Administrators have ordered the removal of swastikas from a high school production of The Producers, the famous Mel Brooks film that makes fun of Nazism.
The New York school district that oversees Tappan Zee High School considers the inclusion of a swastika to be offensive and, possibly, a hate crime—regardless of the context.
"There is no context in a public high school where a swastika is appropriate," South Orangetown Superintendent Bob Pritchard told the local CBS station.
The kids in the play had a different reaction.
"It's satire, not supposed to be taken seriously," said Tyler Lowe, a student performer. CBS notes that Lowe is himself Jewish.
It's not surprising that the teens understand the play better than the district does. The plot concerns a pair of producers who put together a deliberately bad, patently offensive pro-Hilter play in order to profit from its commercial failure. They are thwarted when the play is a hit—the audience assumes it's satire.
High schoolers aren't children: presumably they can participate in a play that concerns Nazism without somehow coming away from it thinking Nazism is good. Similarly, can't the play show a swastika without anyone mistakenly believing the school is endorsing the symbol?
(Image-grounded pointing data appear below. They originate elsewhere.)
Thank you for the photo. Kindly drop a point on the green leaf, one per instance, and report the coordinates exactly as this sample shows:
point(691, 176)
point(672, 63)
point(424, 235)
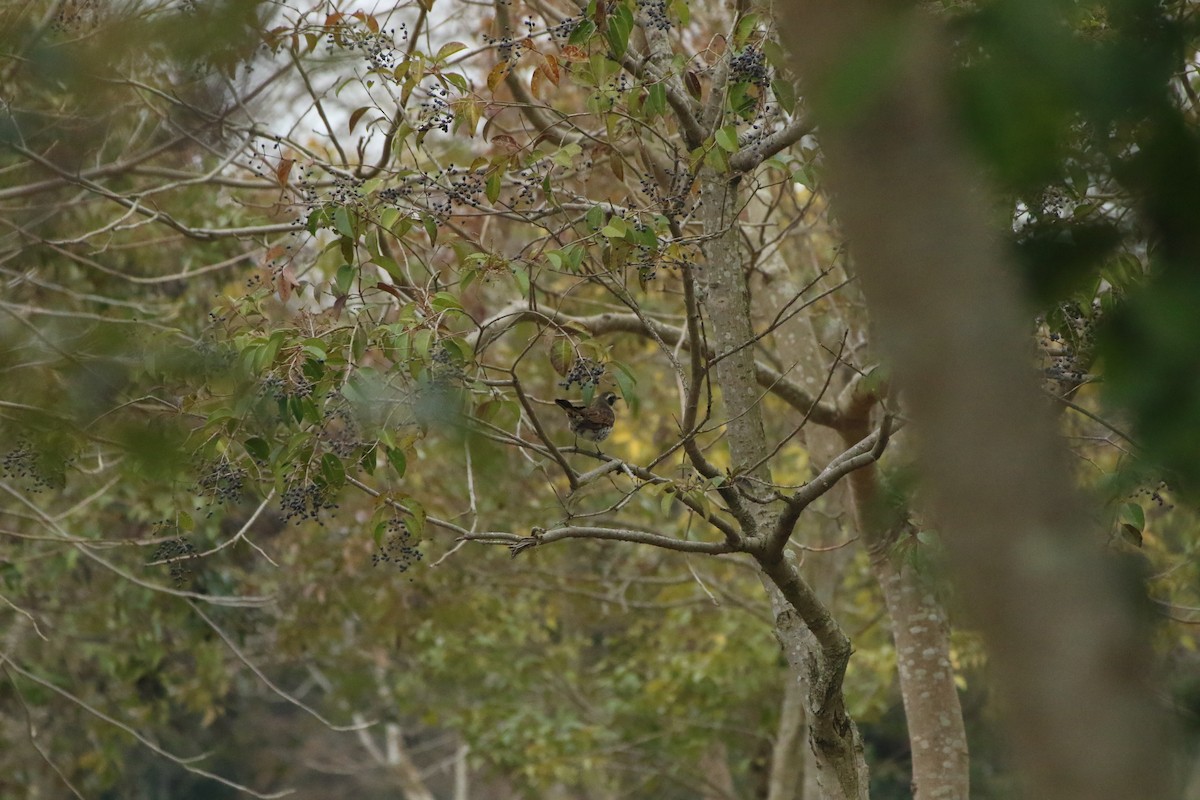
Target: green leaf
point(562, 355)
point(316, 348)
point(521, 276)
point(257, 447)
point(449, 49)
point(621, 24)
point(582, 32)
point(616, 228)
point(397, 459)
point(445, 301)
point(345, 280)
point(727, 138)
point(1132, 513)
point(594, 217)
point(343, 224)
point(657, 101)
point(333, 471)
point(744, 30)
Contrary to what the district thinks, context does matter. If a swastika appears on a Jewish student's locker, it's a hate crime. If it appears in a history textbook, it's not.
The danger comes when authority figures try to shelter kids from offensive ideas and symbols. It's better to let them behold the swastika, and laugh at it, than live in fear of it.
As Mel Brooks—creator of The Producers—said in a 2001 interview:
"I was never crazy about Hitler…If you stand on a soapbox and trade rhetoric with a dictator you never win…That's what they do so well: they seduce people. But if you ridicule them, bring them down with laughter, they can't win. You show how crazy they are."